Die Versuchung ist gewiss groß, sich an Lesermeinungen zu orientieren, auf den Markt zu schielen oder Titeltrends zu verfolgen. Doch Schreiben sollte immer Ausdruck der Persönlichkeit sein, abseits von Bewertungsportalen und Instagram-Likes, in denen heute jeder zu einer PR-Oberfläche wird. Die Dichtheit an Nachrichtenmeldungen und Inszenierungen veranlassen uns zu glauben, dass die Ausnahme bereits die Regel ist.
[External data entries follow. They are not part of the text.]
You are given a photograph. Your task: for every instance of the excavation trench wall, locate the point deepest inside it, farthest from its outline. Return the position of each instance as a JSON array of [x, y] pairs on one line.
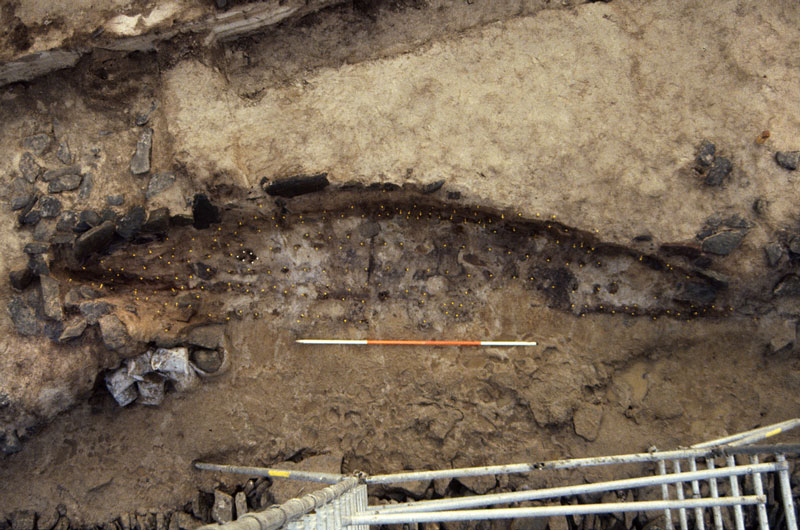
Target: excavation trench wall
[[532, 177]]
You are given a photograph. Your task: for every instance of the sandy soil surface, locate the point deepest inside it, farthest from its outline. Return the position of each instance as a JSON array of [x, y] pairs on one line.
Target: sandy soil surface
[[509, 170]]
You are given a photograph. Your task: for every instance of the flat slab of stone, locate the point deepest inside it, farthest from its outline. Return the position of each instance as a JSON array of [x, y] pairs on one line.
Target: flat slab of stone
[[140, 163]]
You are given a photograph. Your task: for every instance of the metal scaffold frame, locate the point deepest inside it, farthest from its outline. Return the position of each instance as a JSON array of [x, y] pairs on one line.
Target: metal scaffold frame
[[728, 468]]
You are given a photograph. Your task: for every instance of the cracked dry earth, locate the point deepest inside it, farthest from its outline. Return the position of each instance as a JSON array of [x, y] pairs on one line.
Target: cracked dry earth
[[145, 217]]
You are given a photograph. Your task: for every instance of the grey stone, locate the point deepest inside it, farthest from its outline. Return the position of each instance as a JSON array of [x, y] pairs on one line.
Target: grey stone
[[67, 221], [737, 221], [72, 299], [204, 213], [157, 221], [184, 521], [95, 240], [222, 511], [38, 143], [207, 360], [63, 153], [23, 315], [20, 279], [39, 264], [94, 309], [432, 187], [720, 169], [115, 335], [298, 185], [586, 421], [129, 225], [788, 159], [789, 285], [88, 293], [50, 207], [705, 156], [73, 329], [240, 502], [85, 190], [9, 442], [122, 387], [54, 174], [369, 229], [140, 163], [158, 183], [151, 390], [36, 248], [723, 243], [31, 217], [65, 183], [22, 194], [51, 298], [29, 168], [43, 232], [88, 219]]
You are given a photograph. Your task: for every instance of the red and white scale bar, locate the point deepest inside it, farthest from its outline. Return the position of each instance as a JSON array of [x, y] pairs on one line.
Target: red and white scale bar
[[374, 342]]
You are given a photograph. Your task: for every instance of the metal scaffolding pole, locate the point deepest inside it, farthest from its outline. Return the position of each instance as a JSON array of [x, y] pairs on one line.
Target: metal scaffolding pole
[[566, 491], [545, 511]]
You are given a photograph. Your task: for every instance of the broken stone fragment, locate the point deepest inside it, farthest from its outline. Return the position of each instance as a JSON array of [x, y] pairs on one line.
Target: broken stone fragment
[[22, 194], [788, 159], [29, 168], [50, 207], [204, 213], [158, 183], [115, 335], [222, 511], [121, 386], [94, 240], [240, 502], [789, 285], [38, 143], [9, 442], [129, 225], [67, 221], [94, 310], [139, 366], [39, 264], [298, 185], [157, 221], [723, 243], [63, 153], [36, 248], [51, 298], [705, 156], [720, 169], [20, 279], [140, 163], [73, 329], [151, 390], [65, 183], [174, 364]]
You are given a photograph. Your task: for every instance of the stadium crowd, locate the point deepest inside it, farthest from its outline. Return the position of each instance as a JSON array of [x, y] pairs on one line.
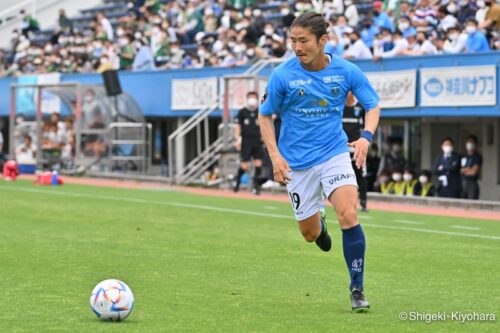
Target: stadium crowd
[[157, 34]]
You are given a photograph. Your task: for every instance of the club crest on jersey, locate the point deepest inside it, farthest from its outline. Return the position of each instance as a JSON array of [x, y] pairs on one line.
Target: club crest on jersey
[[335, 91]]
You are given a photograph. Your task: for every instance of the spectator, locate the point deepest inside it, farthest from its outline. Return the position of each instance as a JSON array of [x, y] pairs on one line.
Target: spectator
[[491, 21], [456, 41], [404, 25], [385, 184], [357, 49], [248, 141], [424, 187], [409, 182], [372, 165], [398, 186], [393, 160], [341, 27], [25, 151], [468, 9], [28, 23], [447, 168], [380, 18], [446, 20], [369, 32], [476, 42], [425, 18], [143, 60], [63, 22], [422, 46], [400, 46], [104, 23], [287, 15], [351, 13], [471, 167]]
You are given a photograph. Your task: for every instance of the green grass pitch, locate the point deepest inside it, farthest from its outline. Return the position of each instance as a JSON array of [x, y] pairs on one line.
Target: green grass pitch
[[208, 264]]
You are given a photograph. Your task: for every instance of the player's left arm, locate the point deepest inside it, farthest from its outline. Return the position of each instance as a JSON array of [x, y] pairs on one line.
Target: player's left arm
[[362, 144], [369, 100]]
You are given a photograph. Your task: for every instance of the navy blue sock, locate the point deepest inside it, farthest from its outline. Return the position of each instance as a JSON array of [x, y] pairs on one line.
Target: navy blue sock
[[353, 240]]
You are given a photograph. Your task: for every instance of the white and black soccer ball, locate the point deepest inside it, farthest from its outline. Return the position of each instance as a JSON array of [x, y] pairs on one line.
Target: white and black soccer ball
[[112, 300]]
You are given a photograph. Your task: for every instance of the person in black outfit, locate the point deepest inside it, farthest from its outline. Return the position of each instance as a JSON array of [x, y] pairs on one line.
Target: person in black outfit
[[471, 166], [248, 141], [394, 159], [353, 121], [447, 169], [372, 164]]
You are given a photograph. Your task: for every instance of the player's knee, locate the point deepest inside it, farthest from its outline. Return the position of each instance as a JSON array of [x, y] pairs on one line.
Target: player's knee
[[310, 235], [347, 216]]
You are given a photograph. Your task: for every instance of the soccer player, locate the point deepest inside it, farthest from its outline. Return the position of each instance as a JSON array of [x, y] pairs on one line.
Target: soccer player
[[309, 92]]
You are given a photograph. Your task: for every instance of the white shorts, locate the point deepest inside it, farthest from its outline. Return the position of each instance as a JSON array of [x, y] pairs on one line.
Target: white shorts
[[308, 188]]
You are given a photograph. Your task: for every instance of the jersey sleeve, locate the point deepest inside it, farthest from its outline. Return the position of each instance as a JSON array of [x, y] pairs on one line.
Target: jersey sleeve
[[273, 96], [363, 90]]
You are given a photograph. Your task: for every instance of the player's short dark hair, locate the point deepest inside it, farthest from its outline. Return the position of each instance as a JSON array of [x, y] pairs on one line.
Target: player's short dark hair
[[426, 173], [447, 139], [313, 21], [472, 137]]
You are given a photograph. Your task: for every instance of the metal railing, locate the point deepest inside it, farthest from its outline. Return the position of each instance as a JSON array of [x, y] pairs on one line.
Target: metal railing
[[206, 153], [135, 135], [13, 15]]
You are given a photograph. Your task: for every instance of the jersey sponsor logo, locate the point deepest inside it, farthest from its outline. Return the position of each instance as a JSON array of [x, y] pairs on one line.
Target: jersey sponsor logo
[[338, 178], [318, 102], [357, 265], [335, 91], [297, 83], [316, 113], [264, 97], [333, 78]]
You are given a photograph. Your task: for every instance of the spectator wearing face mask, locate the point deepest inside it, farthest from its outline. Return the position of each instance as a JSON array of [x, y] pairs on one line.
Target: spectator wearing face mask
[[357, 49], [409, 182], [425, 17], [404, 25], [380, 18], [385, 184], [351, 13], [456, 42], [471, 166], [446, 20], [400, 46], [399, 185], [447, 168], [369, 32], [476, 42], [492, 19], [422, 46], [424, 187]]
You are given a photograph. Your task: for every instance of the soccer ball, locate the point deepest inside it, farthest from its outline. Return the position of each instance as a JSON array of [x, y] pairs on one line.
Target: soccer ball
[[112, 300]]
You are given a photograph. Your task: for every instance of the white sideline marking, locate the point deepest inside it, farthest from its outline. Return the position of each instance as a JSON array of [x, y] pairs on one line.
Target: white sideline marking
[[464, 227], [407, 222], [236, 211], [430, 231]]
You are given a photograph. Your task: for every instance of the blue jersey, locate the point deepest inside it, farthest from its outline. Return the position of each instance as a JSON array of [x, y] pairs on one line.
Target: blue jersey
[[310, 104]]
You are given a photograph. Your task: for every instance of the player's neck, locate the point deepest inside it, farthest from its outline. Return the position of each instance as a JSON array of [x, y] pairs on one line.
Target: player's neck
[[318, 64]]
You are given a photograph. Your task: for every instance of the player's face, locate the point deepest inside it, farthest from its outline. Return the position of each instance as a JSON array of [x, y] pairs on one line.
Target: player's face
[[306, 46]]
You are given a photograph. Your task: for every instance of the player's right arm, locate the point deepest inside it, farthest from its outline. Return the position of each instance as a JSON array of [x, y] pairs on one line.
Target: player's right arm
[[280, 166]]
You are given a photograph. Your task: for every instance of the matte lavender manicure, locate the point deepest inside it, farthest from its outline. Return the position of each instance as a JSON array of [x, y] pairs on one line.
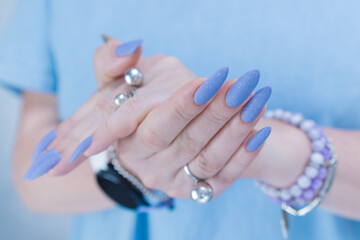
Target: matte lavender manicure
[[43, 144], [258, 139], [242, 88], [128, 48], [80, 149], [41, 166], [211, 86], [256, 104]]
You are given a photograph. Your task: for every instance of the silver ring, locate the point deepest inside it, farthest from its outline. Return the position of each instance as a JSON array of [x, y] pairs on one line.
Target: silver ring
[[120, 98], [134, 77], [189, 173], [201, 191]]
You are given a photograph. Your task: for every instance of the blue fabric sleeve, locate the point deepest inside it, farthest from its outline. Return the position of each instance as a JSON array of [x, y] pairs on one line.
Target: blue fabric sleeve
[[25, 58]]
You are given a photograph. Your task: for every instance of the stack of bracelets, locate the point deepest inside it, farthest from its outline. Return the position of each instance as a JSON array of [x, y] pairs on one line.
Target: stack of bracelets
[[312, 185]]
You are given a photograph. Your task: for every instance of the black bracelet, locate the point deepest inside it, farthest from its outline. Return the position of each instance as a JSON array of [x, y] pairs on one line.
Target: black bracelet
[[122, 186]]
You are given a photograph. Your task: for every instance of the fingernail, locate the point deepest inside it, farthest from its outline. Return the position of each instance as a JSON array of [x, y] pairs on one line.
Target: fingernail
[[80, 149], [127, 48], [256, 104], [41, 166], [211, 86], [242, 88], [258, 139], [44, 143]]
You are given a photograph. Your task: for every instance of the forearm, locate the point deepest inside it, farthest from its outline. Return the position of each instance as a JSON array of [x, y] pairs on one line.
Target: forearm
[[287, 152], [73, 193]]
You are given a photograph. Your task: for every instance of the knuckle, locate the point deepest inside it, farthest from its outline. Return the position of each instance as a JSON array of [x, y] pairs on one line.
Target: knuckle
[[208, 166], [171, 60], [131, 105], [151, 181], [104, 107], [236, 128], [226, 179], [181, 110], [151, 138], [187, 145], [216, 117]]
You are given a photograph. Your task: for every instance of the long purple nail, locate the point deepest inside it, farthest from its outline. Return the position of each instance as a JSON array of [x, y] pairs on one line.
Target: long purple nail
[[211, 86], [258, 139], [127, 48], [80, 149], [256, 104], [44, 143], [41, 166], [242, 88]]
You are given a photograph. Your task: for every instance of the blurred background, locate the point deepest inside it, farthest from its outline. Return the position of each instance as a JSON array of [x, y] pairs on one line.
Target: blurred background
[[15, 221]]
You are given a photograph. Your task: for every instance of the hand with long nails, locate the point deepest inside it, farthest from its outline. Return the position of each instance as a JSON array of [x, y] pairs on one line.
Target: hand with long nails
[[206, 123]]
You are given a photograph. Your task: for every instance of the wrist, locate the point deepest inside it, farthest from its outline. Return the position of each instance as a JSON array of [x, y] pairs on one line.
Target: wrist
[[284, 157]]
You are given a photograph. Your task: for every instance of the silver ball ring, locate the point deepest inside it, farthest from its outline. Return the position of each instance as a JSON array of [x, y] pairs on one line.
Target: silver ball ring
[[134, 77], [202, 191]]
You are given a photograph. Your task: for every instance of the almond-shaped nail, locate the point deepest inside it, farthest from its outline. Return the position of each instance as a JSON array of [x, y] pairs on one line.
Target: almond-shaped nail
[[128, 48], [258, 139], [256, 104], [43, 144], [41, 166], [242, 88], [80, 149], [211, 86]]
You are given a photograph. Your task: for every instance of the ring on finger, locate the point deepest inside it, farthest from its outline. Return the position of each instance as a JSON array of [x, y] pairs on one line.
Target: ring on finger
[[202, 191], [134, 78]]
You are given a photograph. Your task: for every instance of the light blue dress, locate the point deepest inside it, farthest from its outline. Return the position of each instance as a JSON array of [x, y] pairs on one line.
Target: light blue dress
[[308, 51]]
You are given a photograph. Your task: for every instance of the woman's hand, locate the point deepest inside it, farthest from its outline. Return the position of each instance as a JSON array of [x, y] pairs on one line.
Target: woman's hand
[[215, 137], [162, 76]]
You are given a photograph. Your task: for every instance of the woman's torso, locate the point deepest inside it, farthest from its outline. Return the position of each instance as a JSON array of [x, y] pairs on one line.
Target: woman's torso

Das betrifft auch Buchkritiken. Fitzek dazu: „Ich brauchte lange, bis ich begriff, welche Kommentare förderlich und welche ich besser ignorieren sollte. Daher stelle ich mir immer die Frage: Ist die Kritik wohlwollend oder nicht? Ist es jemand, der mich kritisiert, weil er will, dass ich besser werde oder geht es um polarisierende Rezensionen.“

Und gibt es so etwas wie ein Geheimnis für einen anhaltenden Schreiberfolg?

„Da ich bei meinem zweiten Buch nicht wusste für wen ich schreibe, ich kannte ja meine Leserschaft noch nicht, unterscheidet es sich völlig vom ersten. Aber viel wichtiger ist, dass ich ausschließlich meiner Idee treu blieb, auch niemandem gefallen wollte und authentisch blieb. Das handhabe ich heute noch so“, verrät Fitzek sein Geheimnis. Und es klappt, wie wir sehen.